Friday, June 1, 2007

Small world

The second day of the conference is over. First of all I have to say that everybody was very civil so far, although there were some gentle pokes at the "other camp" and allusions to math wars, and who does what and how. Clearly, we do it right and they do it wrong, but the tone was leaning towards "we can still learn from each other". The last point actually brings me to some cultural differences I find in the two fields: mathematics and education. In my experience mathematics is very generous field. People do their work and are extremely open to sharing it, providing their written work, talking about it in private even if it's not really finished, sharing ideas and collaborating with others. Yes, there are some isolated cases that got press coverage lately that would imply otherwise, but that's what they are: isolated cases. My short experiences with education people was somewhat different. Maybe I have run into their isolated cases, you tell me. I'll mention two that happened today. We had a session in which University of Michigan people talked about their content course for elementary teachers masters program, and University of Delaware people talked about their preservice elementary mathematics courses.
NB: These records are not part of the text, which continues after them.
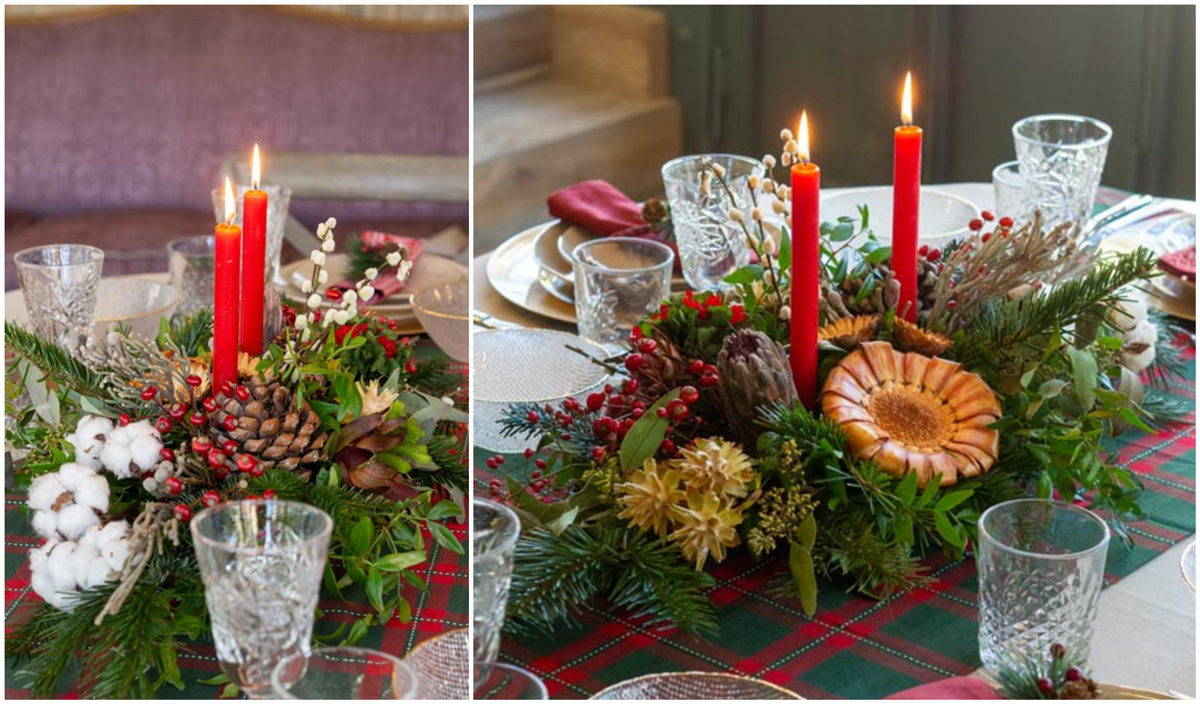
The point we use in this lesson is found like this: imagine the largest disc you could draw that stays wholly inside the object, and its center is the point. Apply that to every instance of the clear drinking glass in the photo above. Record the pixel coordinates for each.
(277, 200)
(59, 283)
(493, 537)
(343, 673)
(712, 246)
(191, 264)
(262, 563)
(507, 683)
(1041, 572)
(1009, 191)
(1061, 160)
(618, 281)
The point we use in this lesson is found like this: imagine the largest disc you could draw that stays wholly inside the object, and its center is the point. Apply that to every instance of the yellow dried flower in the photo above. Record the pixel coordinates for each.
(649, 497)
(707, 527)
(717, 467)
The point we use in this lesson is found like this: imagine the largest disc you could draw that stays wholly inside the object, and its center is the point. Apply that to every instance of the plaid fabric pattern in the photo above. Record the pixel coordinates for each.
(443, 608)
(853, 647)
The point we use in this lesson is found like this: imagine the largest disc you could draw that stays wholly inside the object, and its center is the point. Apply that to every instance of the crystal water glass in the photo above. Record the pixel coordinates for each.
(59, 283)
(262, 563)
(507, 683)
(277, 200)
(1061, 162)
(1008, 190)
(343, 673)
(1041, 572)
(493, 539)
(618, 281)
(712, 245)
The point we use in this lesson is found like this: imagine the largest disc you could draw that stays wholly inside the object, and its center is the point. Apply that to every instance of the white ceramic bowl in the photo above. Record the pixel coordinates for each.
(943, 217)
(444, 312)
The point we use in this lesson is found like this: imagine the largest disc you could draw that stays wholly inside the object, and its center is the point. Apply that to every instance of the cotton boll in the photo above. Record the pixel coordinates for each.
(144, 451)
(45, 491)
(117, 458)
(75, 519)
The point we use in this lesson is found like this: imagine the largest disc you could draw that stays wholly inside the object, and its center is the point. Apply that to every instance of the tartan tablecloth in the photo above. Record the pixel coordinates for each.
(445, 606)
(853, 647)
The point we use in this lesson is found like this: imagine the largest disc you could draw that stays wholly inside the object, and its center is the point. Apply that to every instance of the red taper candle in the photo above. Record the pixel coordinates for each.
(906, 205)
(227, 248)
(253, 262)
(805, 269)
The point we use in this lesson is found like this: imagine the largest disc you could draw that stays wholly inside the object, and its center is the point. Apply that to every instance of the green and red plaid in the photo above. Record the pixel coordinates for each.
(445, 606)
(853, 647)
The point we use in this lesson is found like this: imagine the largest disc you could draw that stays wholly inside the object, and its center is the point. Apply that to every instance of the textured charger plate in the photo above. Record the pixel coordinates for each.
(443, 666)
(514, 271)
(694, 685)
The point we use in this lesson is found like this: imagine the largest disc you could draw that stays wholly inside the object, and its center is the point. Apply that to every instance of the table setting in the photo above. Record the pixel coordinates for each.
(891, 441)
(238, 477)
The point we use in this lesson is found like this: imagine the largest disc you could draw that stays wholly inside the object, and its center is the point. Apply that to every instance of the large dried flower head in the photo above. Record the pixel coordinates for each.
(707, 525)
(651, 495)
(850, 332)
(717, 467)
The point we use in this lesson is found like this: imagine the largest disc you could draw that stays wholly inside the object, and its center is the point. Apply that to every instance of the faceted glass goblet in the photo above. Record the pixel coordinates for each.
(262, 563)
(1041, 572)
(618, 281)
(493, 539)
(59, 283)
(343, 673)
(712, 245)
(277, 200)
(1061, 162)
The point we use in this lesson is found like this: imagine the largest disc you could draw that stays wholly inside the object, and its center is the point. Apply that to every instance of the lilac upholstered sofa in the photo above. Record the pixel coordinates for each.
(117, 124)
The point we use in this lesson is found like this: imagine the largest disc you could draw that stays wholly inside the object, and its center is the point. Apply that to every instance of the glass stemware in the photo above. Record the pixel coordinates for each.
(59, 283)
(262, 563)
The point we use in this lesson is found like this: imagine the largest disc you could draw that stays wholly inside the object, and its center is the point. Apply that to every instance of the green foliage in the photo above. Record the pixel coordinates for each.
(557, 575)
They seem to have been very similar to each other, and both seemed like very good ideas. So I said something to the effect that it wouldn't make sense for all of us who might be teaching these types of courses to reinvent a wheel, and would they be willing to share their materials. There was a noticeable silence before I got an answer that in short said "Yes, but only a couple of lessons". After the session I was approached by a person from, I believe, San Diego State, who said that they are about to publish some materials, and I should come to their session. That was great, but I suppose this is not a community that appreciates freebies :)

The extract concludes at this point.